In 2009, Bassam Abu Sharif, Arafat's former advisor, alleged that Mossad, the national intelligence agency of Israel, had poisoned Arafat by a lethal dose of thallium, a rare chemical whose effects are difficult to trace, via Arafat's daily medications. Abu Sharif alleged that the Israel Defense Forces (IDF) had held the driver of a Palestinian ambulance that brought him his medications, for a minimum of 30 minutes while the IDF searched it. According to Abu Sharif, this incident would have allowed Israel to replace Arafat's medications with poison. In his book Arafat and the Dream of Palestine: An Insider's Account, Abu Sharif wrote, "I was positive they were poisoning his food on a daily basis and doing it right under our very eyes."

As a result of Abu Sharif's allegations, the delegates at the August 2009 Fatah convention in Bethlehem voted for a resolution which blamed Israel for poisoning Yasser Arafat. An editorial in The Jerusalem Post questioned the legitimacy of Abu Sharif's allegations, noting that "nobody asked how Abu Sharif came to possess this information, whether he can back it up or why he chose to divulge it so late". A leader of Fatah and a nephew of Arafat said that an investigation indicated a "high possibility of poisoning" but that there was not any proof.

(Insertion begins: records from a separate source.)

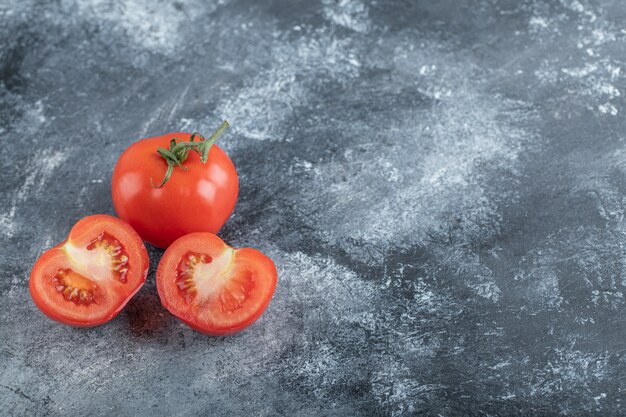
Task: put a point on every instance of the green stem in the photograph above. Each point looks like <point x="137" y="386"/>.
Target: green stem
<point x="178" y="152"/>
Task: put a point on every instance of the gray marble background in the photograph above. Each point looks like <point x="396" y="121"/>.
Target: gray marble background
<point x="440" y="183"/>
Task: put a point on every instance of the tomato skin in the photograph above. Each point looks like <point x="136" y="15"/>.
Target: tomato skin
<point x="54" y="306"/>
<point x="199" y="199"/>
<point x="205" y="316"/>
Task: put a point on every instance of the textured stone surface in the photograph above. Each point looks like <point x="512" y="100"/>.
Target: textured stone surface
<point x="441" y="185"/>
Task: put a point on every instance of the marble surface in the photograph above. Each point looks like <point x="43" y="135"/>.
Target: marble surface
<point x="441" y="185"/>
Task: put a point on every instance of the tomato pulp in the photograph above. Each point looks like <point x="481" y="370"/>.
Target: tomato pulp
<point x="212" y="287"/>
<point x="197" y="197"/>
<point x="87" y="279"/>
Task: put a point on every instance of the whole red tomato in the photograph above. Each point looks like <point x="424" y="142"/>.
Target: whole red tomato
<point x="168" y="186"/>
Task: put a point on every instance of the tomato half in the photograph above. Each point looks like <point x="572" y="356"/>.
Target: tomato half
<point x="87" y="279"/>
<point x="212" y="287"/>
<point x="197" y="198"/>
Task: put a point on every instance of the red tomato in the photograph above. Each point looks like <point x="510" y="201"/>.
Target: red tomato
<point x="87" y="279"/>
<point x="197" y="198"/>
<point x="212" y="287"/>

In 2011, Abu Sarif alleged that an investigation conducted by "the most prominent forensic toxicology expert in the UK" had revealed that thallium was responsible for poisoning Arafat. According to Abu Sharif, European toxicology experts are not familiar with thallium and only this forensic toxicology expert could have identified the thallium. However, Abu Sharif did not reveal the names of the expert or the institution responsible for the research.

Israeli officials denied in 2012 any connection with the recent finds. Israeli journalist Yossi Melman, who specializes in espionage stories, reported that, based on his research with Dan Raviv, Israel did not kill Arafat. Melman stated that the IDF had wanted to take harsh action against Arafat, ranging from killing him to expelling him, but Ariel Sharon rejected these ideas, stating that the advantages would not outweigh being accused of killing Arafat, and Arafat already seemed to be an irrelevant leader who was not trusted by the international community.